By Scott Opperman, Director of Mission Integration
John Lewis, one of six civil rights leaders who organized the 1963 March on Washington, once said: “Every generation leaves behind a legacy. What that legacy will be is determined by the people of that generation. What legacy do you want to leave behind?”
That got me thinking about Saint Mary’s 127th anniversary today. In 1893, Mary McNamara donated her house on Lafayette Ave., which the Sisters of Mercy transformed into Saint Mary’s Hospital (named in honor of Mary McNamara). From the start, the sisters desired Saint Mary’s to serve all in need well, no matter their backgrounds, and to do so in a way that conveyed God’s loving mercy.
In establishing and fulfilling Saint Mary’s Mission, those sisters left quite a legacy. And so many others who served before us at Saint Mary’s—all our founders—followed suit.
- We have a legacy in clinical excellence, including distinguished strengths in kidney transplant, infectious disease, cancer, neurosciences, orthopedics, and maternity care, among others.
- We have a legacy in diversity and inclusion, including caring for religiously diverse patients from the start, being the first hospital in West Michigan to employ an African-American physician, and using Evidence Based Selection in our hiring to further reduce bias in the process.
- We have a legacy in serving the poor and marginalized, including our Browning Claytor, Clinica Santa Maria, and Sparta health care clinics, as well as our McAuley Clinic: West Michigan’s first and largest infectious disease program that cares for those living with HIV and AIDS.
- And we have a legacy in education, which originated with our former Training School for Nurses, and now includes our medical, nursing, and pharmacy residencies, fellowships, clinical experiences in nursing and allied health, and continuing education.
A generation is estimated to be 25 years in span, so we are merely two years in to a new generation in Saint Mary’s commitment to the community. Our generation will especially be noted for how we served during COVID-19, including: the availability and quality of our clinical care; the reduction of health disparities related to race, ethnicity, gender, and sexual orientation; the care of those who are poor and marginalized; and the continuing education of patients, colleagues, and community members to reduce transmission and deaths.
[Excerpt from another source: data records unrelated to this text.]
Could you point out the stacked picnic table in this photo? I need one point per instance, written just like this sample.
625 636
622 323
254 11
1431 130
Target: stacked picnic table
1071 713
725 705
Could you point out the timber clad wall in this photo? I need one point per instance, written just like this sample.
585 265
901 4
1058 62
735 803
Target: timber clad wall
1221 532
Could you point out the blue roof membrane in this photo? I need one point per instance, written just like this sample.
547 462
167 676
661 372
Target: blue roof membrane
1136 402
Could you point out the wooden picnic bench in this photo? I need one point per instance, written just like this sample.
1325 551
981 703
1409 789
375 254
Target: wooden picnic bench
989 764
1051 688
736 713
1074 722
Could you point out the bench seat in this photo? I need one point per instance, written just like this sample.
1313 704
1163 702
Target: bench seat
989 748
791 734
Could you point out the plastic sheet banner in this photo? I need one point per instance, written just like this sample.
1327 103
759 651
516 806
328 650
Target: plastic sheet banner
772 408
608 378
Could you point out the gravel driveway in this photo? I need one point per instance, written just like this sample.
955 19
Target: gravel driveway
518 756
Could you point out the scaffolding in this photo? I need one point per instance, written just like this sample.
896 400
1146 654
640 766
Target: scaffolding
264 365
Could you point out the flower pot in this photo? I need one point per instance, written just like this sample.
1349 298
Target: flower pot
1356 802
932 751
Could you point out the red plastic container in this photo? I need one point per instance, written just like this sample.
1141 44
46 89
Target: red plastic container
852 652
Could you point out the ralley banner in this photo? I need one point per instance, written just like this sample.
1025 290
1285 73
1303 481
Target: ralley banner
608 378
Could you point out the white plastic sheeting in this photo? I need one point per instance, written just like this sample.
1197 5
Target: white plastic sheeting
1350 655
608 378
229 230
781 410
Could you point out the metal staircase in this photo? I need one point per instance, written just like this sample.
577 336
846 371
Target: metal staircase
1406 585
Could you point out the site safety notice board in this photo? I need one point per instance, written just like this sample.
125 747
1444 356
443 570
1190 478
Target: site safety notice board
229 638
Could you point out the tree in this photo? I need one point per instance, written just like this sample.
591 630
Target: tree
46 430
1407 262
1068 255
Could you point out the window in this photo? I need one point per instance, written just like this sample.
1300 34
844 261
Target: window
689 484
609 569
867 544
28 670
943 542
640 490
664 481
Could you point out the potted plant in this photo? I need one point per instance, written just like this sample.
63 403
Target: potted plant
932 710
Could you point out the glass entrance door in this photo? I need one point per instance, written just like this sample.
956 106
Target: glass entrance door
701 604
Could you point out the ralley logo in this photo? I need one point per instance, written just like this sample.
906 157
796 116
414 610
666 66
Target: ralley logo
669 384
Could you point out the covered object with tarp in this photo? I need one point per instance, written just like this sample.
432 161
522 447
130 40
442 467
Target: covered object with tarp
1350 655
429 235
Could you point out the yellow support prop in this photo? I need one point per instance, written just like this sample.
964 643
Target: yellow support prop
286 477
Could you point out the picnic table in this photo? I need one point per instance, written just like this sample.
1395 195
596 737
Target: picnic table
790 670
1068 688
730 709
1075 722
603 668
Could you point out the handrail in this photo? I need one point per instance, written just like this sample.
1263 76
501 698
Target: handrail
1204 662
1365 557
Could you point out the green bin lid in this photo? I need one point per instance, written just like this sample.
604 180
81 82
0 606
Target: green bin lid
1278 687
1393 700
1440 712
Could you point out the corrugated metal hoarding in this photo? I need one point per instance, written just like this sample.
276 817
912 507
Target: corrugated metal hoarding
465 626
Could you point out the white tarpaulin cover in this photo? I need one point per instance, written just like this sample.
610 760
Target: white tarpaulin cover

Hence, clinical excellence, diversity and inclusion, service to the poor and marginalized, and education remain essential to our future but the work in each area must advance and evolve. And we are called to do so in a way that conveys God’s loving mercy.
“Every generation leaves behind a legacy. What that legacy will be is determined by the people of that generation. What legacy do you want to leave behind?”